As you know, different aquatic animals need different levels of total hardness depending on where they originate from in the world. Accordingly, these levels will need to be matched in your fish tank by adjusting as needed.
Conduct general hardness, carbonate hardness, and pH testing on a regular basis to make sure you provide your pets with everything they need for a long and healthy life.
That would be it, now you know how to make aquarium water harder. If you have any questions don’t hesitate to leave a comment below!
How Do You Harden Water?
You can achieve this by adding calcium carbonate (CaCO3) to your tank.
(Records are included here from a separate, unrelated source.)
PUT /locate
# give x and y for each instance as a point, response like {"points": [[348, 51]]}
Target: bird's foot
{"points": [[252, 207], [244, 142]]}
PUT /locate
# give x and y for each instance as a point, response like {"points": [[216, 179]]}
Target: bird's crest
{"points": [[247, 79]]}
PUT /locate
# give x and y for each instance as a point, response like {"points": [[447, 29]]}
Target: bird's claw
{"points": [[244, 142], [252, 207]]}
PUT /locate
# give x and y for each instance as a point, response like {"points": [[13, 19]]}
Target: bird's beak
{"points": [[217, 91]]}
Simply add two teaspoons per 50 Liters of water, thus you should increase the hardness of the water by about 4 dH.
How Do I Fix Soft Water In My Aquarium?
If you want to raise the hardness of your aquarium water you can use methods such as changing the water or adding some sea shells, aragonite, coral, limestone, marble chips, etc.
Does Aquarium Salt Increase Hardness?
Although aquarium salt is often suggested as a good way to increase hardness, this is unfortunately not entirely true. It will, but in a very small, almost insignificant percentage. On the other hand, a mixture of sea salt has proven to be much more effective, but it significantly raises the salinity of the water, which most of your freshwater fish will not appreciate. Most freshwater animals are susceptible to elevated levels of salinity, and such levels have been identified as one of the factors responsible for the development of the disease known as Malawi Bloat.
How Do You Increase Water Hardness Without Increasing Ph?
You can do this using crushed coral, limestone, dechlorinated water, potassium bicarbonate, or alkalinity buffers. In case you are afraid that raising the water hardness will have a direct impact on raising the pH level, simply wait until the pH level is at the bottom of the safe range.